Gauke ‘to be congratulated’ for resisting pressure

Ben Posford, head of the catastrophic injury at London law firm Osbornes Law, agreed that the lord chancellor had done well to resist pressure to set a higher rate. He said: “David Gauke is to be congratulated for resisting pressure from the insurance lobby to set a higher rate than this, which would simply have increased insurers’ profits at the expense of badly injured people.”

“Investing damages that are needed to provide for an injured person is difficult at the best of times, and given the state of interest rates—which are likely to fall further in the event of a no-deal Brexit in particular—there was no justification for raising the discount rate any higher.”

Mark Burton, the Kennedys partner who led the firm’s work on the discount rate, commented: “Today’s announcement by the lord chancellor confounds market predictions of a positive rate and risks continuing overcompensation.”

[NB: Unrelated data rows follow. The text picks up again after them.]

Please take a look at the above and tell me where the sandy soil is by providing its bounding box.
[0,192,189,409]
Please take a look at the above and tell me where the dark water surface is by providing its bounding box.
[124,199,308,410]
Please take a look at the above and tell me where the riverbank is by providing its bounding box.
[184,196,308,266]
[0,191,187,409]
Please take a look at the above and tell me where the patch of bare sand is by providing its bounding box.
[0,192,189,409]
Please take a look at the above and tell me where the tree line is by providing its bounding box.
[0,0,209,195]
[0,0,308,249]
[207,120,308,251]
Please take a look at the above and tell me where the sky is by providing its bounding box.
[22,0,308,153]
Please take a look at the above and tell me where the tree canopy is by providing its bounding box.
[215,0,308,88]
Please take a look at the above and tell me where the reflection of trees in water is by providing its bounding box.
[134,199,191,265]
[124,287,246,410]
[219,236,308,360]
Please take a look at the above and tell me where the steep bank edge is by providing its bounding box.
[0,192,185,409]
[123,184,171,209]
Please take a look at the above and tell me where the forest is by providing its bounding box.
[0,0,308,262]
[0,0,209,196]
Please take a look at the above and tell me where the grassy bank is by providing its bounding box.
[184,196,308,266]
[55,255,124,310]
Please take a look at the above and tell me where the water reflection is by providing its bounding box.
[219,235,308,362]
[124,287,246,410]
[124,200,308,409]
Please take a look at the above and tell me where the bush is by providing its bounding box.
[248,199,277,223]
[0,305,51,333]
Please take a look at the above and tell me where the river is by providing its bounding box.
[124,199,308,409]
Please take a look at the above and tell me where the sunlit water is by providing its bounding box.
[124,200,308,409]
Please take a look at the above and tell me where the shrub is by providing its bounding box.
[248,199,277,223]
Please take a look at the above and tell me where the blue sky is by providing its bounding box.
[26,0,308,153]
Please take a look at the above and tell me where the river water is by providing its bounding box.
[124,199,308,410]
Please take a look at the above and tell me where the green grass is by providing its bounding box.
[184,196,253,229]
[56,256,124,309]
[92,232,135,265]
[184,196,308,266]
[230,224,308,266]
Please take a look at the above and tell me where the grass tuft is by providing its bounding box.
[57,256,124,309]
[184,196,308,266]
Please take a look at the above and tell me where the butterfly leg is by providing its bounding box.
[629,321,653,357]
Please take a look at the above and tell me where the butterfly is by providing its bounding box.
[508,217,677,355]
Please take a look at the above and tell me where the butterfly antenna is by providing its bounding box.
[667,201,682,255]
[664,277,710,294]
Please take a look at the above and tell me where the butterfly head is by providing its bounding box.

“It is to be hoped that the lord chancellor’s statement of reasons offers meaningful transparency to compensators about the real-world net returns achieved by properly-advised claimants from investing in a low-risk mixed portfolio, considering the significance of that data to the review outcome.”

Burton added: “From a claims-handling perspective, parties can at least now engage with more certainty during the next five-year review cycle. Practitioners deserve a lot of praise for the creative ways in which they have continued to settle cases whilst awaiting a resolution. The new statutory process of regular reviews should ensure that the market does not experience similar disruption again.”